Bandra is also home to Thai Baan. It is one of the earliest Thai restaurants in Mumbai and their curries can be banked upon. But what has caught foodies by storm is the intriguingly named Global Fusion. It offers a buffet with live Sushi, Tempura, Dimsum and Teppenyaki counters. A nice Far Eastern trip, even if not ‘Global’. Rounded off with ice creams and pastries for dessert.
Bandra has an excellent range of continental restaurants. Out of the Blue is a perennial favourite in this set. Amongst the first to introduce fondues, they have a fairly good range of sizzlers and pastas too. My favourites include the red ginger and pork sizzler and their pesto pasta. The range of desserts is as sinful as it gets. Amongst the newer entrants, Salt Water Cafe, Cafe Mangii and Yellow Tree have been quite impressive.
Given the young crowd at Bandra it is not surprising that quite a few coffee shops and cafes have opened here. You have the Baristas and Coffee Day’s of course. Good old Candies is a nice place for a steaming mug of coffee which they serve with complimentary petite fours. Gloria Jeans and Coffee Bean and Tea Leaf are coffee shops from international chains which have been warmly welcomed by Bandra. You could try Crepe Station and Bagel Shop some fairly distinctive dishes.
Bandra has lot to offer in terms of desserts. Amore for gelatos, Mad over Donuts, Candies, Sante with its brownie cheesecake and chocolate éclair are some places which hit the sweet spot.
You won’t find much in terms of Bengali cuisine here barring Sweet Bengal for sweets and Hangla for rolls, biriyanis and now phuchkas. Not much in terms of Parsi food either unlike in South Mumbai. Snack Shack at Pali Naka is a tiny little Parsi restaurant with a few tables and a limited range of dishes. Cheron, at Hill Road, is a takeaway place which offers some Parsi dishes too.

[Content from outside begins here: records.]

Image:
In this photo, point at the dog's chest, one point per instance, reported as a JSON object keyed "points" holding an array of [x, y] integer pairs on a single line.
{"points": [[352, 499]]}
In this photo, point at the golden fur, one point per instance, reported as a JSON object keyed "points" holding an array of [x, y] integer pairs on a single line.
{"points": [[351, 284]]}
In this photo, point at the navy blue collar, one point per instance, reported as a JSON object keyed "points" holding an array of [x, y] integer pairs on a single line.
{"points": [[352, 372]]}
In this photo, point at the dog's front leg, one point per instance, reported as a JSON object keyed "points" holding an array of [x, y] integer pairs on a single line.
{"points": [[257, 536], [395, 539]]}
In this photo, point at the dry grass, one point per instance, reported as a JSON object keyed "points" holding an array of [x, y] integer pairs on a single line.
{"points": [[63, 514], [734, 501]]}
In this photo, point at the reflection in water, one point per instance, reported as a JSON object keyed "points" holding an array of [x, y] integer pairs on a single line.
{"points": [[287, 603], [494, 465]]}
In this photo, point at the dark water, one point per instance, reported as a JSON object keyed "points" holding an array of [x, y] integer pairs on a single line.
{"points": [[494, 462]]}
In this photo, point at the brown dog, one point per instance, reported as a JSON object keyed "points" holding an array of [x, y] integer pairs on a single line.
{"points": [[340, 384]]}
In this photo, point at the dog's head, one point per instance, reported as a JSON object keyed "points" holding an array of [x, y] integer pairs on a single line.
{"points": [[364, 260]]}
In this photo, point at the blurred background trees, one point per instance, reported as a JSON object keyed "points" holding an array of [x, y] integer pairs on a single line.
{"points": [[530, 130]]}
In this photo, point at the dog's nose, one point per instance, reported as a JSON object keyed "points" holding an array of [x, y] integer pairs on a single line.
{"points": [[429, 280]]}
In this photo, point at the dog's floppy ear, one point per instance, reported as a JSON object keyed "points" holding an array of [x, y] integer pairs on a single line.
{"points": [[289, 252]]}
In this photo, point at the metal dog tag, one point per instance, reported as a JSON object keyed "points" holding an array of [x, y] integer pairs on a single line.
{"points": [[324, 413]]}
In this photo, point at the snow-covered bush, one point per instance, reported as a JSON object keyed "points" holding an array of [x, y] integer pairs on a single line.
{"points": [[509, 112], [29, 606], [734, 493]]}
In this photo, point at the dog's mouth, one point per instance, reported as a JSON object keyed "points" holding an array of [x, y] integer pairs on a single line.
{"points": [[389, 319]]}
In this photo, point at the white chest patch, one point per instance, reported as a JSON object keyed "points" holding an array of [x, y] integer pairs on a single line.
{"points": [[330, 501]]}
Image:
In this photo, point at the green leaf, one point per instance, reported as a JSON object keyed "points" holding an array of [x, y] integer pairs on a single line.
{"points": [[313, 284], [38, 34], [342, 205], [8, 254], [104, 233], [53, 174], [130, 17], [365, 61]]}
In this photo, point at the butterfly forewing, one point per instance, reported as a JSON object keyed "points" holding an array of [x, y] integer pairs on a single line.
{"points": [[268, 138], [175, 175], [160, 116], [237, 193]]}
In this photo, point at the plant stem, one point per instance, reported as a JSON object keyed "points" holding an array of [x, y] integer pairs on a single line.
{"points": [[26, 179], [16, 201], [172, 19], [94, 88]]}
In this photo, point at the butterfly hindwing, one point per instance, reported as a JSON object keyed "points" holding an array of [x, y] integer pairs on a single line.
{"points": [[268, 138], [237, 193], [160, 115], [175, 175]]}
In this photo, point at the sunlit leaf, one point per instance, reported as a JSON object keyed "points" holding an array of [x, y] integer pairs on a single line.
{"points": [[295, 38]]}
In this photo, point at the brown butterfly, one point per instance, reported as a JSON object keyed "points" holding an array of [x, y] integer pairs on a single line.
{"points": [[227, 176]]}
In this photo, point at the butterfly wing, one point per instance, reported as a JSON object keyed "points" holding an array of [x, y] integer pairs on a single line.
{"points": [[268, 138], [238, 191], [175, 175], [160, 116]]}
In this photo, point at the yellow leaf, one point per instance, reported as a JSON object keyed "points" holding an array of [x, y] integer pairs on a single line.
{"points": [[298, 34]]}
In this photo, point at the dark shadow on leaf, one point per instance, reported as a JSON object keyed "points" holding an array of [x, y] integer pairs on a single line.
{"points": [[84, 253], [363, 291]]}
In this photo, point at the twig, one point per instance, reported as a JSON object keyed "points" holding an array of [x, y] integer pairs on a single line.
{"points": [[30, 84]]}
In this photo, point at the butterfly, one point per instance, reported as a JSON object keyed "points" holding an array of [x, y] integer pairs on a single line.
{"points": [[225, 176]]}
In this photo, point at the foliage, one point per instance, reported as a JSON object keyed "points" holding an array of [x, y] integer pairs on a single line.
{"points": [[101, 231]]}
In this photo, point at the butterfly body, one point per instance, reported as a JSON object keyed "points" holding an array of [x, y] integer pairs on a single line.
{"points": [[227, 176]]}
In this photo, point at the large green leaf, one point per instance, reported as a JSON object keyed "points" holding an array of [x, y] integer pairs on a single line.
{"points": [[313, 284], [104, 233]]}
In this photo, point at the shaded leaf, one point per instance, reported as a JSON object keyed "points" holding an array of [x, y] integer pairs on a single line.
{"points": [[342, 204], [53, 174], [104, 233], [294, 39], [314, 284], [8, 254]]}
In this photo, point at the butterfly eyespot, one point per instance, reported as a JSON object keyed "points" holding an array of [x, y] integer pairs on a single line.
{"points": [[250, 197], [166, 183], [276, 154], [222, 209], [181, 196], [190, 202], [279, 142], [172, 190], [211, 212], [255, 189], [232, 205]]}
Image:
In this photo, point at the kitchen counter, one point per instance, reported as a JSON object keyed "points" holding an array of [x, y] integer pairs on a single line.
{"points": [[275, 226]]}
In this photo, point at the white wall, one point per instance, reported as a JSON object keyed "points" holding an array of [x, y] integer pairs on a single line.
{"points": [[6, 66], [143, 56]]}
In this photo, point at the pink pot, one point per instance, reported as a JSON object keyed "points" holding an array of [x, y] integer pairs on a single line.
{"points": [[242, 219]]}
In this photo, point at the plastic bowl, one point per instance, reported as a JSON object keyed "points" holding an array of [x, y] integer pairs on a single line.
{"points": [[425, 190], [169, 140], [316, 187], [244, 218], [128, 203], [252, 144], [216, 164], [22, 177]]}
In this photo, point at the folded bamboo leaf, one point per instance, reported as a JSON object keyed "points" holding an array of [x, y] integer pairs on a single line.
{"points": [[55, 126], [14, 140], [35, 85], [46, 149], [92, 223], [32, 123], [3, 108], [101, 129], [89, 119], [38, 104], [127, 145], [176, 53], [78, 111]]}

No write up on the food at Bandra is complete without mentioning its ‘Khao Gully’ or food street. This is the lane perpendicular to the Carter Road Promenade. Get your passport stamped when you come here. You can have Lebanese Shwarma and Hummus at Maroosh, Thai Curry and Burmese Khao Suey at Asia Wok, Italian Gelatos at Amore, Shikhampuri kebabs at Kareems, French Crepes at Crepe Station, donuts from America at MOD, new age enlightened sandwiches at Subway, Tibetan Momos at Momo Station, Brownies at Brownie Cottage… and Mumbai’s own paani puris and bhel puris across the road on the Carter Road promenade. A good place to walk off your dinner, so that you can make place for dessert.
Even I can’t claim to have eaten everything that Bandra has to offer. There’s enough left for you to keep coming back here to eat. Though I must warn you that Bandra is very addictive. Years back the Eagles had serenaded the Hotel Califonia and said “You can check out any time you like, But you can never leave!”. Applies very well to Bandra too. Ask me about it. I came here thirteen years back. Am head over heels since then.